The Wine: Finally (in Northern California), summer has arrived. Summer time means cold, refreshing white wine is bound to be on the table and new releases from last year’s vintage are making their way to market. Sauvignon Blanc is a wine best consumed sooner rather than later . I was particularly happy to seethe VINTJS stemming from Napa Valley, which I liked so much last year. However, I noticed a change in the name of cellar origin. Last year’s offering came from Maxwell Creek Cellars and this year’s is from JBA Cellars – however a visit to Tax and Trade Bureau confirms both wines are from the same ‘super’ origin. Thank you Internet! So how is this wine?

The Experience:

Color: Nice light hay/straw yellow.

Nose: (Directly from the fridge) Very bright and crisp pear, pineapple and little beer hoppyness; nice.

Palate: (Directly from the fridge) Pear, little grassyness, pineapple, flabby and a bit too ‘heavy’. Lime lingers on the finish. Lacks crisp acidity.

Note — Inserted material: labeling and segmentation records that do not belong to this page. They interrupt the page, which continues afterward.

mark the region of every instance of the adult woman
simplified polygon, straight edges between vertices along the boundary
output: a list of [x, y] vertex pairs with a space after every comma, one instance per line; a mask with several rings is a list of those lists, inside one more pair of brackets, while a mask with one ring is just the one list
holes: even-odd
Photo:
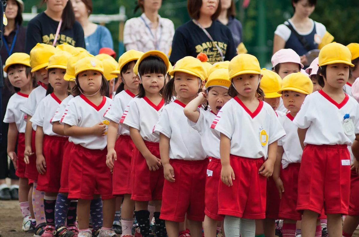
[[232, 59], [236, 51], [232, 33], [216, 21], [222, 11], [220, 0], [188, 0], [187, 9], [192, 20], [176, 30], [169, 58], [172, 64], [201, 52], [212, 64]]
[[86, 49], [97, 55], [104, 47], [113, 49], [113, 42], [109, 30], [105, 26], [92, 23], [89, 16], [92, 13], [92, 0], [71, 0], [75, 17], [82, 26]]
[[221, 0], [222, 10], [217, 20], [227, 25], [232, 32], [234, 45], [238, 47], [242, 42], [242, 24], [234, 17], [236, 6], [232, 0]]
[[142, 14], [127, 20], [125, 24], [123, 44], [126, 50], [171, 53], [174, 26], [171, 20], [158, 15], [162, 4], [162, 0], [137, 0], [135, 12], [140, 8]]
[[75, 20], [71, 2], [42, 0], [42, 3], [46, 3], [46, 10], [30, 21], [27, 25], [26, 52], [29, 53], [38, 43], [55, 46], [67, 43], [76, 47], [85, 48], [84, 31]]
[[305, 54], [318, 49], [326, 32], [322, 24], [309, 18], [316, 3], [317, 0], [292, 0], [294, 15], [277, 27], [273, 40], [274, 54], [281, 49], [292, 49], [302, 55], [302, 63], [308, 64]]

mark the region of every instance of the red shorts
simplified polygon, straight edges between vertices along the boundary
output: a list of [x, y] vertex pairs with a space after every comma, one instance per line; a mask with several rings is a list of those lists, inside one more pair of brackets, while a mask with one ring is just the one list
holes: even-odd
[[72, 160], [70, 152], [74, 146], [74, 144], [69, 141], [65, 143], [64, 146], [64, 155], [62, 156], [62, 165], [61, 168], [61, 178], [60, 179], [60, 189], [59, 193], [69, 192], [69, 169], [70, 163]]
[[173, 168], [176, 181], [164, 181], [160, 218], [182, 222], [187, 213], [189, 220], [203, 221], [208, 159], [170, 159], [169, 163]]
[[106, 165], [107, 150], [88, 149], [74, 145], [70, 152], [69, 198], [92, 200], [97, 189], [103, 200], [112, 195], [112, 175]]
[[16, 165], [17, 169], [15, 172], [15, 174], [19, 178], [24, 178], [26, 164], [24, 160], [24, 153], [25, 152], [25, 134], [19, 133], [18, 136], [18, 150], [16, 155], [18, 156], [18, 160]]
[[113, 195], [131, 194], [131, 158], [134, 148], [129, 136], [120, 136], [116, 141], [115, 150], [117, 160], [115, 161], [112, 173]]
[[230, 156], [236, 179], [228, 187], [220, 182], [218, 214], [240, 218], [266, 218], [267, 178], [258, 173], [263, 159]]
[[26, 165], [25, 171], [25, 176], [28, 179], [37, 180], [39, 176], [39, 172], [36, 169], [36, 150], [35, 148], [35, 131], [32, 130], [31, 138], [31, 151], [34, 154], [29, 157], [29, 164]]
[[46, 161], [46, 172], [39, 174], [36, 190], [58, 193], [64, 155], [64, 146], [69, 138], [58, 136], [44, 137], [42, 153]]
[[211, 161], [207, 168], [205, 194], [204, 213], [211, 219], [223, 221], [223, 216], [218, 215], [218, 185], [221, 182], [222, 166], [221, 160], [210, 158]]
[[299, 173], [297, 210], [320, 214], [324, 206], [326, 214], [348, 215], [350, 180], [346, 145], [307, 145]]
[[[152, 155], [160, 159], [159, 143], [145, 141], [145, 144]], [[164, 182], [163, 167], [150, 171], [146, 159], [136, 147], [134, 150], [132, 159], [131, 199], [141, 201], [162, 200]]]

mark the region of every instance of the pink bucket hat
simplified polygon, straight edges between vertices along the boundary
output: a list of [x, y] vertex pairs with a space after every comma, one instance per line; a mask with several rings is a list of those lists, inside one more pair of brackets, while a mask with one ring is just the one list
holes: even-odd
[[300, 57], [292, 49], [282, 49], [275, 53], [272, 56], [272, 64], [274, 67], [278, 63], [294, 63], [300, 65], [300, 67], [304, 67], [300, 63]]

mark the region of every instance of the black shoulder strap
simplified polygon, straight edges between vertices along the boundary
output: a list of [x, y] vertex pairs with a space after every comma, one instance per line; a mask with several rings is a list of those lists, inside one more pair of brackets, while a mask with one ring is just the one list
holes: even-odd
[[311, 48], [311, 46], [309, 43], [307, 41], [307, 40], [306, 39], [306, 38], [303, 35], [299, 34], [298, 32], [297, 32], [297, 30], [295, 30], [294, 28], [293, 28], [293, 26], [292, 25], [292, 24], [289, 23], [289, 21], [286, 21], [286, 22], [287, 22], [288, 24], [284, 24], [289, 28], [289, 29], [292, 31], [292, 33], [297, 37], [297, 38], [299, 40], [299, 41], [300, 42], [300, 43], [304, 46], [304, 48], [306, 49], [306, 50], [307, 51], [310, 51], [312, 49]]

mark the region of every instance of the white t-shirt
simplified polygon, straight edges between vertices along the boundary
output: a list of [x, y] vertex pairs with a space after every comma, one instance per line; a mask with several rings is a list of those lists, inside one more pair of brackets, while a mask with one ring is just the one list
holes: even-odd
[[60, 103], [61, 101], [55, 94], [48, 95], [39, 103], [30, 121], [33, 124], [42, 127], [45, 135], [59, 136], [52, 131], [52, 125], [50, 123], [50, 120]]
[[220, 159], [219, 141], [220, 134], [210, 129], [211, 124], [216, 117], [216, 115], [211, 111], [207, 111], [199, 108], [200, 117], [197, 122], [195, 124], [187, 119], [188, 124], [201, 136], [201, 142], [208, 156]]
[[[85, 96], [81, 95], [70, 101], [60, 121], [70, 126], [90, 127], [105, 120], [103, 117], [112, 100], [103, 97], [102, 101], [96, 106]], [[69, 141], [91, 150], [103, 150], [107, 145], [107, 136], [89, 135], [82, 137], [69, 137]]]
[[6, 112], [4, 122], [8, 124], [14, 122], [20, 133], [24, 133], [26, 127], [27, 115], [20, 110], [20, 108], [26, 103], [29, 96], [18, 92], [14, 94], [9, 100], [6, 107]]
[[[289, 19], [288, 20], [288, 21], [293, 26], [293, 28], [297, 31], [297, 32], [298, 32], [298, 33], [301, 35], [307, 35], [311, 33], [314, 28], [314, 25], [315, 25], [316, 29], [317, 31], [317, 34], [320, 37], [321, 39], [323, 39], [323, 37], [324, 37], [324, 35], [325, 35], [325, 33], [327, 32], [327, 29], [326, 29], [325, 26], [321, 23], [315, 21], [312, 19], [311, 19], [310, 20], [312, 21], [312, 28], [306, 32], [298, 32], [298, 30], [295, 28], [295, 26], [294, 26], [292, 20]], [[275, 31], [274, 32], [275, 34], [280, 37], [280, 38], [284, 40], [284, 41], [286, 42], [288, 40], [288, 39], [289, 38], [289, 37], [290, 37], [290, 34], [292, 34], [292, 31], [290, 29], [285, 25], [288, 24], [286, 22], [284, 22], [284, 24], [279, 25], [277, 26], [277, 29], [276, 29]]]
[[252, 113], [237, 96], [222, 107], [211, 128], [230, 139], [230, 154], [254, 159], [266, 159], [268, 145], [285, 135], [268, 104], [260, 101]]
[[159, 135], [152, 133], [152, 130], [164, 105], [163, 99], [156, 105], [145, 96], [134, 98], [125, 109], [120, 123], [128, 129], [129, 127], [137, 129], [145, 141], [159, 142]]
[[281, 146], [284, 150], [282, 156], [283, 169], [292, 163], [300, 163], [303, 150], [298, 136], [298, 127], [292, 121], [293, 116], [288, 113], [279, 118], [279, 122], [285, 131], [285, 136], [278, 140], [278, 145]]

Bottom Line: Next-Wine-Please!/Give-A-Try

Fresh out of the fridge, the nose on this wine was so attractive.  But as the wine warmed up, the nose lost some the bright pear and citrus notes and the palate just became flabby. I wish this wine had more acidity and crispness.  I know last year was a cold growing season, then a massive heat spike a few weeks before harvest, I wonder how that affected this wine? At $7, I’d be more willing to try something else before I’d revisit this wine. But if you kept this wine ice cold, I think you’d enjoy this wine more. What did you think of this wine?